Ford's Filling Station' was a gastropub originally opened in 2006 in Culver City, California.

In a 2008 LAist interview, Ford's Filling Station owner and head chef Ben Ford, oldest son of actor Harrison Ford, spoke of what drew him to the gastropub's Culver City location, saying Culver City "had the studio, the cool hotel, this great city hall, they had developed the streets and it looked nice.
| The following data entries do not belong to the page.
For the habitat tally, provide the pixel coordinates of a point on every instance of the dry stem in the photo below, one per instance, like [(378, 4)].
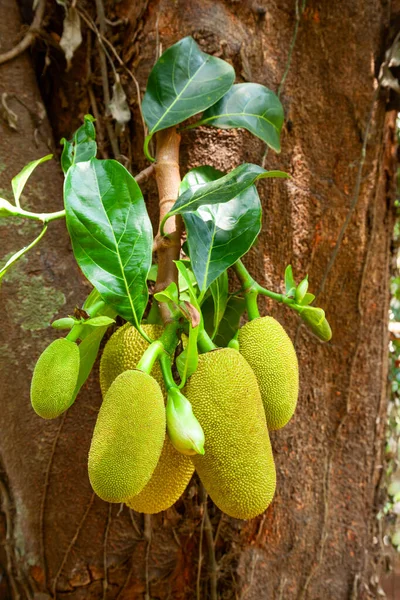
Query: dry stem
[(168, 181), (30, 36)]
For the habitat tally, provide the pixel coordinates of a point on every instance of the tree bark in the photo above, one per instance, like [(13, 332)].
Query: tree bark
[(317, 538)]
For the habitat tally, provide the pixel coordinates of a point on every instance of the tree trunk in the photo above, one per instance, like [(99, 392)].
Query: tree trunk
[(333, 220)]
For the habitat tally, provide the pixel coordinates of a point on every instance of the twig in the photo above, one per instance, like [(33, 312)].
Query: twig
[(29, 37), (6, 509), (168, 181), (71, 544), (356, 194), (299, 13), (103, 40), (134, 524), (44, 497), (212, 563), (105, 580), (104, 73), (147, 537), (92, 96)]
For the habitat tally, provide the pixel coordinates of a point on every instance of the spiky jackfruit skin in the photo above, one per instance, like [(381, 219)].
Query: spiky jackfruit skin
[(237, 469), (269, 351), (123, 351), (128, 437), (167, 484), (54, 379), (174, 470)]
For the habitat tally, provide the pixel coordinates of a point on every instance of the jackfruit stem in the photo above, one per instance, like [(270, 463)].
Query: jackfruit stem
[(204, 341), (168, 180)]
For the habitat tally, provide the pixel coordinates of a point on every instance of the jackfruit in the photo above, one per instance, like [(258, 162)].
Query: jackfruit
[(123, 351), (128, 437), (167, 484), (173, 472), (270, 353), (54, 379), (237, 468)]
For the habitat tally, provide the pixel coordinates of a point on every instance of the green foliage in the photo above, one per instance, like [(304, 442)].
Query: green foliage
[(112, 241), (111, 233), (82, 147), (184, 82)]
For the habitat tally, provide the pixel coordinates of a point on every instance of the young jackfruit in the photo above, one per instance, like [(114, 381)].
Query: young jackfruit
[(167, 484), (270, 353), (123, 351), (173, 472), (128, 437), (237, 468), (54, 379)]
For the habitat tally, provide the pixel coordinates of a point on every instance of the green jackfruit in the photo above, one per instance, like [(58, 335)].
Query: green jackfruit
[(237, 468), (123, 351), (128, 437), (167, 484), (269, 351), (54, 379), (173, 472)]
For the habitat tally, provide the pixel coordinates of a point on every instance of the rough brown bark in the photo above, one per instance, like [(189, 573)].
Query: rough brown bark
[(316, 540)]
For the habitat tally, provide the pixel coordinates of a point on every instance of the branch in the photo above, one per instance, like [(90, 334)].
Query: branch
[(168, 181), (30, 36)]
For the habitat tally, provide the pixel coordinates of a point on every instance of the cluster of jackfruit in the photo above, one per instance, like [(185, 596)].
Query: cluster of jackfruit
[(236, 397)]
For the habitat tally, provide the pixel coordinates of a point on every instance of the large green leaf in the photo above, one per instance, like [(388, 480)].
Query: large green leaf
[(223, 189), (219, 234), (111, 233), (251, 106), (82, 147), (183, 82), (219, 292)]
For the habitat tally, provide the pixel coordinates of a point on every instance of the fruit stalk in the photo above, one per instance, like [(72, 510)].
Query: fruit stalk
[(168, 180)]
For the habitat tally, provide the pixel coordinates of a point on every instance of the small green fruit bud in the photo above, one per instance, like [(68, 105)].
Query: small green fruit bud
[(7, 209), (64, 323), (184, 430), (54, 379), (396, 538), (316, 321)]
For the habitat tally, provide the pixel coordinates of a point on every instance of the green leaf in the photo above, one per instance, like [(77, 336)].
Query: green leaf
[(64, 323), (19, 181), (251, 106), (7, 209), (183, 82), (223, 189), (315, 319), (82, 147), (308, 298), (219, 234), (15, 257), (186, 276), (188, 360), (88, 350), (101, 321), (111, 233), (290, 283), (230, 321), (170, 294), (219, 292), (152, 275), (301, 290)]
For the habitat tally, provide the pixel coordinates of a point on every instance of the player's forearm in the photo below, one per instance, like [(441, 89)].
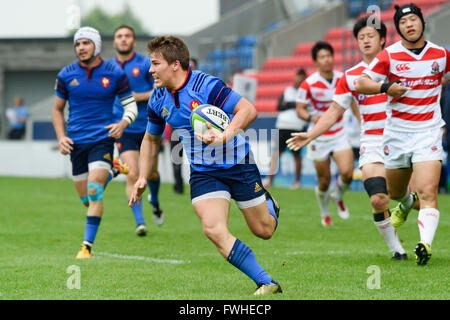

I knew a movie theater was going in, I knew Kirk Douglas Theatre was going in, and so in that way, I wasn’t worried about the neighborhood."

In 2012, Ford's Filling Station won the Cochon 555 culinary competition.

In 2014, Ford announced that every third Wednesday of the month, the bars and restaurants of downtown Culver City held a "neighborhood-wide Happy Hour."

In 2014, Ford's Filling Station closed its original Culver City location.

The restaurant reopened at the J.W. Marriott Hotel in Los Angeles in fall of 2014.

The Los Angeles location eventually closed leaving a single Ford's Filling Station location at the Los Angeles International Airport.